Авдотья Ивановна, овдовев, сама вела свои дела. Счетоводство свое она вела углем на потолочных балках. Должникам, не платившим долги по неуважительным причинам, особенно же замеченным ею в домашнем буйстве, она грозила словами: «Смотри плати, а то похерю!» И должник при первом же случае платил долг и давал зарок остепениться, страшась одной мысли, что Авдотья Ивановна может «похерить» запись за ним и таким образом заклеймит его как недобросовестного человека.

Михаил Федорович оказался деятельным помощником своему тестю. Он ездил с хлебным товаром по базарам и ярмаркам: в Ильинский Погост, в Павловский Посад, в Орехово. Ежегодно же ездил за хлебом в степь, доставляя его оттуда в Егорьевск на волах. Таким образом, он отлучался из дому на долгое время, Гликерия Александровна была отдана замуж чуть ли не 14 лет и в первые годы своего замужества во время таких отлучек мужа играла в куклы.

Из позднейшего же времени сохранилось в семье воспоминание о таком случае. Раз как-то Михаил Федорович очень долго не возвращался из поездки в степь. Домашние по нем сильно соскучились; их воображению представлялись и разбойники и прочие ужасы тогдашних дальних поездок, и они, конечно, усердно молились за него. Однажды, отходя ко сну, Гликерия Александровна особенно долго и горячо молилась пред иконой св. Николая о благополучном возвращении мужа и в таком настроении легла спать.
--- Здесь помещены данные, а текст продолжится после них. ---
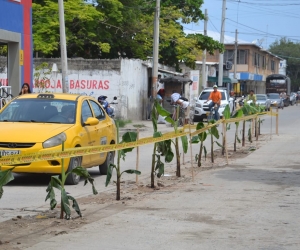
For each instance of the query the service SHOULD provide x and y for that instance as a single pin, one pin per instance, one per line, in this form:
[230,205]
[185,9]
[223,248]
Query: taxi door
[102,135]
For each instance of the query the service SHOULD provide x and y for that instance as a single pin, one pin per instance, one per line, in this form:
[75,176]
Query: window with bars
[242,56]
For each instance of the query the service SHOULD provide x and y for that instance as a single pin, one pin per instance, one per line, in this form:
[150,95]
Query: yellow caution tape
[72,152]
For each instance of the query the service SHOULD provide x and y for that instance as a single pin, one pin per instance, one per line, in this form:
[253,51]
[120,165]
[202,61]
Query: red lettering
[89,84]
[100,86]
[106,84]
[83,84]
[94,84]
[77,86]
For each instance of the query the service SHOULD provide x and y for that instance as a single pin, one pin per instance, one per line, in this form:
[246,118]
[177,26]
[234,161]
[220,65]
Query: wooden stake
[271,123]
[226,151]
[256,129]
[277,122]
[137,156]
[191,153]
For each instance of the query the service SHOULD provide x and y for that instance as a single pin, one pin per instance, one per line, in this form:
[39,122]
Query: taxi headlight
[55,140]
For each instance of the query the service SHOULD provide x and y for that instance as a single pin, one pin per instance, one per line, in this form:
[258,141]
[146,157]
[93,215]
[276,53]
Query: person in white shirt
[176,99]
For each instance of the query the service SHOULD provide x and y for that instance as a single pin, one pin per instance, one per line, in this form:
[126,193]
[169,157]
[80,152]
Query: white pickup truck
[201,108]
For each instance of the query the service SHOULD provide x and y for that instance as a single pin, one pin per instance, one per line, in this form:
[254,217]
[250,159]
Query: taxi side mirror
[91,121]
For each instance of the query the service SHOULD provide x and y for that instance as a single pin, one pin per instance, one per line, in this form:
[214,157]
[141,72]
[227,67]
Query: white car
[201,108]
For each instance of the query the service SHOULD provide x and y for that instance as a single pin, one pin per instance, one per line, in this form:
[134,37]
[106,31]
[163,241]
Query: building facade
[253,65]
[16,33]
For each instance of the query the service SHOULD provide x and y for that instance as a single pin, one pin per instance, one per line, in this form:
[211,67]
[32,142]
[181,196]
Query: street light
[63,47]
[54,73]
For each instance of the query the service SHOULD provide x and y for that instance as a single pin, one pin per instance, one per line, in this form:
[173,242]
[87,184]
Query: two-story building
[253,65]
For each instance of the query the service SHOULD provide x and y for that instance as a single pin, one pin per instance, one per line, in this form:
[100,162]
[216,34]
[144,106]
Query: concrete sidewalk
[251,204]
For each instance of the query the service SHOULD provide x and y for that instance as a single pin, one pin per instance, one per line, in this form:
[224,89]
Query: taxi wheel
[73,179]
[109,159]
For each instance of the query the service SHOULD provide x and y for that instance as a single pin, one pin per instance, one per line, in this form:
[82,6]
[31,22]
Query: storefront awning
[215,79]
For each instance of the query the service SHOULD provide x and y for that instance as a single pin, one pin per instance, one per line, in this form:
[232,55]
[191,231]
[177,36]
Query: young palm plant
[6,176]
[200,137]
[158,109]
[58,182]
[238,114]
[160,149]
[127,137]
[213,131]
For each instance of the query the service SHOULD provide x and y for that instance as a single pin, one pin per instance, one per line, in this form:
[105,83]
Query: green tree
[290,51]
[121,28]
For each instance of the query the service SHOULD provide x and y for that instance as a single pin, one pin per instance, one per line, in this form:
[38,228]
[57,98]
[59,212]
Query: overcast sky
[263,21]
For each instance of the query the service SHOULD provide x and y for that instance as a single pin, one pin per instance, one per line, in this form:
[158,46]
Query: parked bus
[277,83]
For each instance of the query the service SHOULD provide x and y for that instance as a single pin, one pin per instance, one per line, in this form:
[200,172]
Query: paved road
[27,192]
[251,204]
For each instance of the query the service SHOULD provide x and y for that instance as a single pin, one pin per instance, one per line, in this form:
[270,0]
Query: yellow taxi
[35,123]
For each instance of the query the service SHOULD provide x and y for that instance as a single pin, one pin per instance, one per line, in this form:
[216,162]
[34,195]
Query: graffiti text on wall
[78,84]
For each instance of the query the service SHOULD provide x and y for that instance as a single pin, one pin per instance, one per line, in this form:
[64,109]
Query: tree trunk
[223,144]
[200,154]
[235,138]
[153,166]
[118,188]
[243,133]
[212,148]
[61,210]
[177,158]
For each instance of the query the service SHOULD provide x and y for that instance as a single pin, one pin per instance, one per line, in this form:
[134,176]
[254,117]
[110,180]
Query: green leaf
[157,134]
[214,131]
[184,142]
[129,137]
[109,173]
[161,168]
[249,135]
[6,176]
[202,136]
[169,156]
[221,146]
[238,114]
[205,152]
[65,205]
[226,113]
[131,171]
[75,205]
[195,139]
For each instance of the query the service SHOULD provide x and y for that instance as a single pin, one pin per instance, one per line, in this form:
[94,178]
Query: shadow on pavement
[279,176]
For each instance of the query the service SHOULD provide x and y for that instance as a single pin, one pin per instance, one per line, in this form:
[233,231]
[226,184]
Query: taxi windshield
[40,111]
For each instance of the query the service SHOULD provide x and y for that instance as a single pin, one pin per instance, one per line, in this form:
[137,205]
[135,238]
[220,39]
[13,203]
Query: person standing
[176,98]
[215,97]
[25,89]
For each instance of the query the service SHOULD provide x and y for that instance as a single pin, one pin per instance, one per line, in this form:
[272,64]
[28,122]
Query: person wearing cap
[215,97]
[251,97]
[176,98]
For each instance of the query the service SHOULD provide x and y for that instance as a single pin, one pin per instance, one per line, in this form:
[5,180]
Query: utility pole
[204,54]
[155,50]
[235,54]
[63,48]
[221,56]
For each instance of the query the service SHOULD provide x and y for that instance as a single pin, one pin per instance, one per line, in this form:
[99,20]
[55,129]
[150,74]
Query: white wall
[129,85]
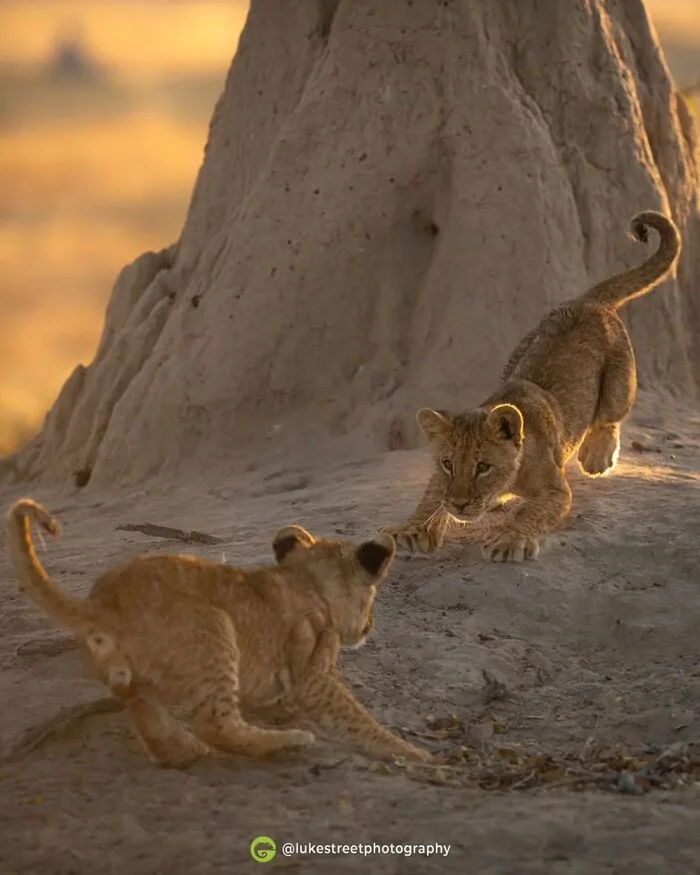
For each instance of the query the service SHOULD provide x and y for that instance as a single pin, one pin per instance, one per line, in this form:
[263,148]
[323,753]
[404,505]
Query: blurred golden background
[104,112]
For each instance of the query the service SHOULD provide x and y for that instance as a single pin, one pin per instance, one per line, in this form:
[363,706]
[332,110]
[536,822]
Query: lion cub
[171,632]
[565,389]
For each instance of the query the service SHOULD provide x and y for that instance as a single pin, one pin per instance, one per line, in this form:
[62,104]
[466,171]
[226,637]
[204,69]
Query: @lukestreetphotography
[263,849]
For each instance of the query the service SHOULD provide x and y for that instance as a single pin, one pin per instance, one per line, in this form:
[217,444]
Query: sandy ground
[597,640]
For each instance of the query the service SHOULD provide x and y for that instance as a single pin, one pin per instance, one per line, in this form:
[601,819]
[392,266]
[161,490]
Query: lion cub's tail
[62,608]
[616,291]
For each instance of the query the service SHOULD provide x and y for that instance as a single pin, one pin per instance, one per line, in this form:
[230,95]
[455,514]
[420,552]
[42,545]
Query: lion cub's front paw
[510,547]
[416,539]
[299,738]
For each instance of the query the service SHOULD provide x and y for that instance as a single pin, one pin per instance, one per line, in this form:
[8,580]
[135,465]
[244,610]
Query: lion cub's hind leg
[325,700]
[600,448]
[218,721]
[167,741]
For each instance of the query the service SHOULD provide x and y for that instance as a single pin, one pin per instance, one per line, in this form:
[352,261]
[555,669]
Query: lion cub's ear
[289,539]
[507,423]
[376,556]
[434,423]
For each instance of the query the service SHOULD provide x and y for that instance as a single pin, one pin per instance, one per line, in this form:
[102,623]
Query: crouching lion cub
[565,389]
[177,633]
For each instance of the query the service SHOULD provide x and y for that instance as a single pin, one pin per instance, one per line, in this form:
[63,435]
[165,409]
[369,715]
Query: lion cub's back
[151,587]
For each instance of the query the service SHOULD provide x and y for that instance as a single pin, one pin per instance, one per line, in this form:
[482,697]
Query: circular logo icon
[263,849]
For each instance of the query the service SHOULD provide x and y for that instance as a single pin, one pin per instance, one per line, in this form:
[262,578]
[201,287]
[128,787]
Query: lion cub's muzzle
[464,511]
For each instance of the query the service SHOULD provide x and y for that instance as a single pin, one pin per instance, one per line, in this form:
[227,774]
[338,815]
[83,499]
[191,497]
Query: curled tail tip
[27,507]
[638,231]
[641,223]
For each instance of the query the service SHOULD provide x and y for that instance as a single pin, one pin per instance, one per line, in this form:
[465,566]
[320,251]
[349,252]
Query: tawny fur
[174,635]
[566,389]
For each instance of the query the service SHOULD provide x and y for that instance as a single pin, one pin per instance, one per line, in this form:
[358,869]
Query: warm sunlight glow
[135,38]
[95,171]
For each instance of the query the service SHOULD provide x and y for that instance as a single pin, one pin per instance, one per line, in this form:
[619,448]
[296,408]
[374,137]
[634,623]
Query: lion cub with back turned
[565,389]
[166,632]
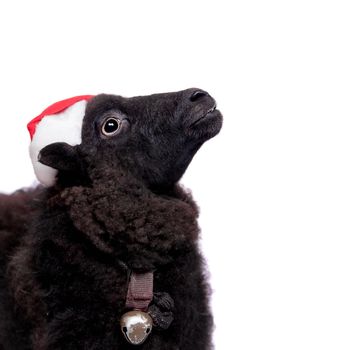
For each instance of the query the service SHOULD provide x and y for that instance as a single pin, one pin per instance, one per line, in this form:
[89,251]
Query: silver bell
[136,326]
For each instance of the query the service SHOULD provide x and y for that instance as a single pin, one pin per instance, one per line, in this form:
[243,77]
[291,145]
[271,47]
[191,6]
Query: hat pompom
[62,126]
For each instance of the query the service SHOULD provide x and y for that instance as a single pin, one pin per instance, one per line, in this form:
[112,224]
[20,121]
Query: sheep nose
[197,95]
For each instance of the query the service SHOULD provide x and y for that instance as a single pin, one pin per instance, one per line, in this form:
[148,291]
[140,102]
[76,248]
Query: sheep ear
[60,156]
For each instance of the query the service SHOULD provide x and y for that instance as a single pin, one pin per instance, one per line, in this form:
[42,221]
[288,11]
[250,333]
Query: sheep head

Под утро ей снится сон: будто она опять молится и вдруг отворяется дверь, входит передовой обозный чумак и говорит ей: «Обоз пришел, Михаил Федорович здоров, кланяется тебе и скоро приедет». Когда она, вставши утром, стала на свою обычную утреннюю молитву, вдруг отворилась дверь, вошел действительно передовой чумак и она услыхала наяву те самые, радостные для нее слова, которые слышала во сне.

Михаил Федорович, оставаясь в деревне после братьев, носил там отцовское прозвище «Бардыгин». Оно удержалось за ним и в Егорьевске. Поэтому когда он, в 1854 году, уже будучи сам хозяином, приписывался к купеческому сословию, то это прозвище по его просьбе обратили ему в законную фамилию. Дом, в котором жил Михаил Федорович, стоял на углу Соборной площади, там же, где и теперь находится каменный двухэтажный дом Бардыгиных. Тогда дом был очень небольшой, тоже двухэтажный, с каменным только низом. В нижнем этаже была с одной стороны бакалейная лавка, с другой бараночная и хлебная пекарня. Эта мелочная торговля, однако, не могла прокормить семейство, и поэтому, чтобы хоть немного увеличить доход, приходилось сдавать верх дома внаем, а самим помещаться в кухне нижнего этажа.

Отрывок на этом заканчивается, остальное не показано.